Bias Testing and Mitigation in Black Box LLMs using Metamorphic Relations
Sina Salimian, Gias Uddin, Sumon Biswas, Henry Leung
TL;DR
This work introduces metamorphic relations (MRs) as a principled framework for both detecting hidden biases in black-box LLMs and guiding targeted mitigation. Six MRs, spanning contextual and rephrasing transformations, generate semantically equivalent bias-inducing prompts to reveal consistency gaps in model outputs. The authors show that MR-based fine-tuning markedly improves bias resiliency across multiple models without harming performance on unbiased tasks, while few-shot learning yields uneven results. Overall, MR-driven testing and mitigation offer a practical, model-agnostic path to enhance fairness in conversational AI at scale.
Abstract
The widespread deployment of Large Language Models (LLMs) has intensified concerns about subtle social biases embedded in their outputs.

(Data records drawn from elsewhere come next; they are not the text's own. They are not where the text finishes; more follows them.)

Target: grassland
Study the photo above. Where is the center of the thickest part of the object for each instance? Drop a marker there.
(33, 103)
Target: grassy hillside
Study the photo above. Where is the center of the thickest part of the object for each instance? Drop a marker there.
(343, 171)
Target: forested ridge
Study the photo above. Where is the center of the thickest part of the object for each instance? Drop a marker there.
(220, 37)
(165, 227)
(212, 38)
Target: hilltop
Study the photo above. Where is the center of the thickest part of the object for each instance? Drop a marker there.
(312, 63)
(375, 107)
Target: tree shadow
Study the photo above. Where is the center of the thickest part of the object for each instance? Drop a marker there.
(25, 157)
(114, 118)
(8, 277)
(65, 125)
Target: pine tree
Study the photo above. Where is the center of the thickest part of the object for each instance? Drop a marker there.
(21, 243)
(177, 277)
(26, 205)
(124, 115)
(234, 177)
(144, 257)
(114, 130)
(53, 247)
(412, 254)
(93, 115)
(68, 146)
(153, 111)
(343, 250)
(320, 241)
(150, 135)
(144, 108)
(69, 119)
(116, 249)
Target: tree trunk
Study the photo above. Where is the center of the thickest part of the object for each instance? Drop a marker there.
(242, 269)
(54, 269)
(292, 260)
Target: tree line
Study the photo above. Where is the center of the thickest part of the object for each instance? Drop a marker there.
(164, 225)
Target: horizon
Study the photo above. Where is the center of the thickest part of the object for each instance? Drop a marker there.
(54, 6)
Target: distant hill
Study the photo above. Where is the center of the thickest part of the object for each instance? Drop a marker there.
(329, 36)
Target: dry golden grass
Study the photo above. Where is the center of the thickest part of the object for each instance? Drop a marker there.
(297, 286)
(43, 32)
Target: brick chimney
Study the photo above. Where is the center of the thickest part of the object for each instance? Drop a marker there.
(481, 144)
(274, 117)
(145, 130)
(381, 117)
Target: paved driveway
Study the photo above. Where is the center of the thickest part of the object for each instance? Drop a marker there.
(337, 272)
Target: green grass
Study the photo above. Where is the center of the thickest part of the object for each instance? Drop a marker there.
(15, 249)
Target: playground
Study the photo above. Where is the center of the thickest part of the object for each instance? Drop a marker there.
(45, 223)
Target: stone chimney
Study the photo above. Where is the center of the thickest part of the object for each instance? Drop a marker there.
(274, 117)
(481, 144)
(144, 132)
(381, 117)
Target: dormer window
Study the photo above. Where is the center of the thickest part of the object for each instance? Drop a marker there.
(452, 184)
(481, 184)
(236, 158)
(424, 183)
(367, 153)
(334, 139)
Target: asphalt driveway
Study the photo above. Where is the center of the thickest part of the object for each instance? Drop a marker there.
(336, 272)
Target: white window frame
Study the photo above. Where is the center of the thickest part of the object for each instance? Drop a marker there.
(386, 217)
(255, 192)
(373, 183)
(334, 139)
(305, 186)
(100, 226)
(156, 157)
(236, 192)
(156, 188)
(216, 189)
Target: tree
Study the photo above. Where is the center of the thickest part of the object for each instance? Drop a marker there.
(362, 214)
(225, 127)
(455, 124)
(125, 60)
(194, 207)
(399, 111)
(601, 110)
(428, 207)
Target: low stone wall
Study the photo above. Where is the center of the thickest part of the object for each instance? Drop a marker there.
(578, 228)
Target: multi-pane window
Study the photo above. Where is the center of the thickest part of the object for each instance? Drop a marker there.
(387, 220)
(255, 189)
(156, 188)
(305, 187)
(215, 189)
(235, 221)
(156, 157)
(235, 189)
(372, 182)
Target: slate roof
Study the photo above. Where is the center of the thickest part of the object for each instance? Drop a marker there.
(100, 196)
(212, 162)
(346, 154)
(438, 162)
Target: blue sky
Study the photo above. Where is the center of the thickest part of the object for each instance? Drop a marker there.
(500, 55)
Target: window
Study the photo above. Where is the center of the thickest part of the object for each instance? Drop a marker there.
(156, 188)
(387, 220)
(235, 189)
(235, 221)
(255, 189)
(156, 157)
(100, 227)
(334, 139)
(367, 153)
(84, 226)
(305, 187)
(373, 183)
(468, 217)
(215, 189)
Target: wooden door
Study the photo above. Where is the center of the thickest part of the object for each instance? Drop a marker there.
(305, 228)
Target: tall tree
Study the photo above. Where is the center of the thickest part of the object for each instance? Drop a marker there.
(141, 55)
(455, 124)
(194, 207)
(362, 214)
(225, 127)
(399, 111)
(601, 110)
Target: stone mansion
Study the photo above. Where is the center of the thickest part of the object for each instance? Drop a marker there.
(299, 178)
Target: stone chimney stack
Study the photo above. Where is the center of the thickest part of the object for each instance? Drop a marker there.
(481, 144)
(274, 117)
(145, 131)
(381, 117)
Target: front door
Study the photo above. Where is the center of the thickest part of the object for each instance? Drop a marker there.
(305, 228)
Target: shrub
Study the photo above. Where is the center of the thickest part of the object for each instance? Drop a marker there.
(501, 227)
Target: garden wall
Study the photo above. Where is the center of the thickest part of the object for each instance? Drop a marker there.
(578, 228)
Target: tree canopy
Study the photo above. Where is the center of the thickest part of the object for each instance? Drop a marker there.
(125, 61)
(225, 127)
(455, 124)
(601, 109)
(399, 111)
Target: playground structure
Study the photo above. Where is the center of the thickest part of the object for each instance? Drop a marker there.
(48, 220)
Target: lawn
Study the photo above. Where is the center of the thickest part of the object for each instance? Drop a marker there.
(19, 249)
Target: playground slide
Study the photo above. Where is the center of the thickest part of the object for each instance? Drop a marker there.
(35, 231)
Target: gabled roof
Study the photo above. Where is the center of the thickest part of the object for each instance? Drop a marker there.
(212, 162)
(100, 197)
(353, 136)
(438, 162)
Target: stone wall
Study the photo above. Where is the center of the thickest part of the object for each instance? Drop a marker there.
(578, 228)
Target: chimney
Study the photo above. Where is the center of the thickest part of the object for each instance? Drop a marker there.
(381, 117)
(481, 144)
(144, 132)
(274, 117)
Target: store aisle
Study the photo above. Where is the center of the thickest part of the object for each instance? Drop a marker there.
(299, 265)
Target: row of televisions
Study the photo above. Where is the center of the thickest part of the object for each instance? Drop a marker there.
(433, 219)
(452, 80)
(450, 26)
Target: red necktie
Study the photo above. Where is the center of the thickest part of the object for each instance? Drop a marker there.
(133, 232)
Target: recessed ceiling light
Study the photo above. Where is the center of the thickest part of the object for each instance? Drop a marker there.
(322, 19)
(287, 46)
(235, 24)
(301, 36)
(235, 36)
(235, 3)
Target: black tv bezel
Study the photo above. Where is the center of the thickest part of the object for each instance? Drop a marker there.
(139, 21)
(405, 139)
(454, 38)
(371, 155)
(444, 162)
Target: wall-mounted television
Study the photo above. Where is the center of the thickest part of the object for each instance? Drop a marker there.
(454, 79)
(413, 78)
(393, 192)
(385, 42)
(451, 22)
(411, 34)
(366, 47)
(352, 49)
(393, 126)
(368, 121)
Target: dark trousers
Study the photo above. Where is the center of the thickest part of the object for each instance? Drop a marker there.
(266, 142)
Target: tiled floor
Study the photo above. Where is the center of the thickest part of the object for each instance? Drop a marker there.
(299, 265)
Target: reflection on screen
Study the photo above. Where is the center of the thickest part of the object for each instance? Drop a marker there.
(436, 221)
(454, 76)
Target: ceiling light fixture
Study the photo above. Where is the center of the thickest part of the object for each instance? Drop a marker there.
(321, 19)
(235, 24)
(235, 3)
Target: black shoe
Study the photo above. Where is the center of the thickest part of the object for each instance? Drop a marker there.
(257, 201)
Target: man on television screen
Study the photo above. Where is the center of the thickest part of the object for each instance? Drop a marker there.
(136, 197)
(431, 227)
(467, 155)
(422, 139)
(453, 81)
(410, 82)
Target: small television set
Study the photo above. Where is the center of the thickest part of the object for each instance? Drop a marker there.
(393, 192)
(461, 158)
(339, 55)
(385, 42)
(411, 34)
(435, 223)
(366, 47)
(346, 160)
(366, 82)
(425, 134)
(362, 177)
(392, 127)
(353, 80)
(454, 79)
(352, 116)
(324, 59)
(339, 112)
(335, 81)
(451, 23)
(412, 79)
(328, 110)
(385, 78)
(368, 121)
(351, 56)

Existing guardrails often fail when faced with indirect or contextually complex bias-inducing prompts. To address these limitations, we propose a unified framework for both systematic bias evaluation and targeted mitigation. Our approach introduces six novel Metamorphic Relations (MRs) that, based on metamorphic testing principles, transform direct bias-inducing inputs into semantically equivalent yet adversarially challenging variants. These transformations enable an automated method for exposing hidden model biases: when an LLM responds inconsistently or unfairly across MR-generated variants, the underlying bias becomes detectable. We further show that the same MRs can be used to generate diverse bias-inducing samples for fine-tuning, directly linking the testing process to mitigation. Using six state-of-the-art LLMs - spanning open-source and proprietary models - and a representative subset of 385 questions from the 8,978-item BiasAsker benchmark covering seven protected groups, our MRs reveal up to 14% more hidden biases compared to existing tools. Moreover, fine-tuning with both original and MR-mutated samples significantly enhances bias resiliency, increasing safe response rates from 54.7% to over 88.9% across models. These results highlight metamorphic relations as a practical mechanism for improving fairness in conversational AI.